OK, I reckon it's a goer. I'll have it put in as soon as possible.

Fuckin' sweet, mate! Uh, I mean, thank you, Mr B.

I looked at the details of the proposed structure, and decided it'd be best located as far away from me as possible, because I'd already made a mistake putting my house across the road from the school. With a bit of luck one of the buggers would get scared to death.

I'm not sure whether it was the best idea to put it next to High Street, the only access road to many citizens' place of work, but it certainly had a certain grandeur to it.

I think Moe was pretty happy with his new house too, even if he was basically sent broke every Halloween from having to supply confectionery to all the town's children for trick or treating - well, half the children, because the merest glance of his face caused many kids to either faint, flee in terror, or chant the Litany Against Fear.

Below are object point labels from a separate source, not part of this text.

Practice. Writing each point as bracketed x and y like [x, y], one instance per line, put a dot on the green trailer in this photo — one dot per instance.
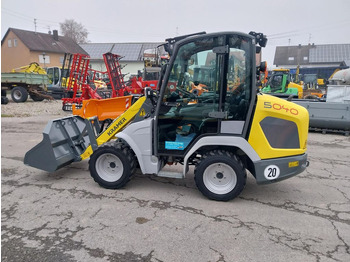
[21, 85]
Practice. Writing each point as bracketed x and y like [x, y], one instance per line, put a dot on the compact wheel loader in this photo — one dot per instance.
[223, 131]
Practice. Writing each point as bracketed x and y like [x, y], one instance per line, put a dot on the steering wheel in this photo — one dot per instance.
[191, 95]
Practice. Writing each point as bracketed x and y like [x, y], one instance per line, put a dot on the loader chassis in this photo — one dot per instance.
[207, 113]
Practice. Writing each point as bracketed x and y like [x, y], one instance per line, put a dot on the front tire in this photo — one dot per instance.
[220, 175]
[112, 165]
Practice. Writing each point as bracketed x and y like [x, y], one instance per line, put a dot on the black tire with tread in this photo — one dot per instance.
[36, 98]
[23, 94]
[124, 153]
[226, 157]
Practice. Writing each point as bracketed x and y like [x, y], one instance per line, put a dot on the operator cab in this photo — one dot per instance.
[208, 91]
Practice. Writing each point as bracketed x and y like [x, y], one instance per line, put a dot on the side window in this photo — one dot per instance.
[238, 85]
[190, 96]
[56, 76]
[50, 74]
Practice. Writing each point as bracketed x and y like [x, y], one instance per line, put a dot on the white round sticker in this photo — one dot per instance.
[271, 172]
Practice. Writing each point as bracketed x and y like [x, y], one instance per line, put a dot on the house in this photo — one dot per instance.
[322, 60]
[21, 47]
[131, 53]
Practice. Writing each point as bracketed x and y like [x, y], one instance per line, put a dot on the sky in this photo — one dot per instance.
[115, 21]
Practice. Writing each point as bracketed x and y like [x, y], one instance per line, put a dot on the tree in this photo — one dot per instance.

There was one major problem looming on the horizon, however.

Karen had been warning me more and more often about the increasing amount of garbage that the city's residents were generating.

You won't be able to "maybe later" this forever, Wal. Something needs to be done.

It was true. On more and more of my recent walks around the neighbourhood I noticed the piles of garbage on the backyards of the town were becoming bigger and stinkier.

People were being assailed by flies, they had to keep their doors and windows shut due to the stench, and they were getting cholera and dying by their thousands. Though the latter was happening elsewhere in the world.

The way I saw it, I had three options open to me.
- Establish a connection to another town, either by road or rail, and pay them to take our garbage away.
- Build a seaport and transport the garbage out that way. At some point we would want to establish a seaport anyway, but in the short term it would be quite a hit on our expenses.
- Build a landfill, which would solve the problem for now, but render that land useless for any other purpose for a long time, not to mention a concentrated source of air and water pollution.

The first two options were costly but effective, yet prone to the whims of our neighbours, the landfill option would be cheaper but a long term liability.

It was a pity, because this was the one outstanding issue for now. The past ten months had been pretty good, population growth wasn't as rapid as I'd like but the people were enjoying life more (aside from the smell) since I'd built the police and fire stations and the school, and at least the growth in taxes resulting from immigration had been sufficient to cover the added monthly outlays.

(Click for full-size)
Funkytown still didn't seem like much, and I still couldn't guess what sort of city it would become, but we were getting to whatever that was, even if it was in fits and starts.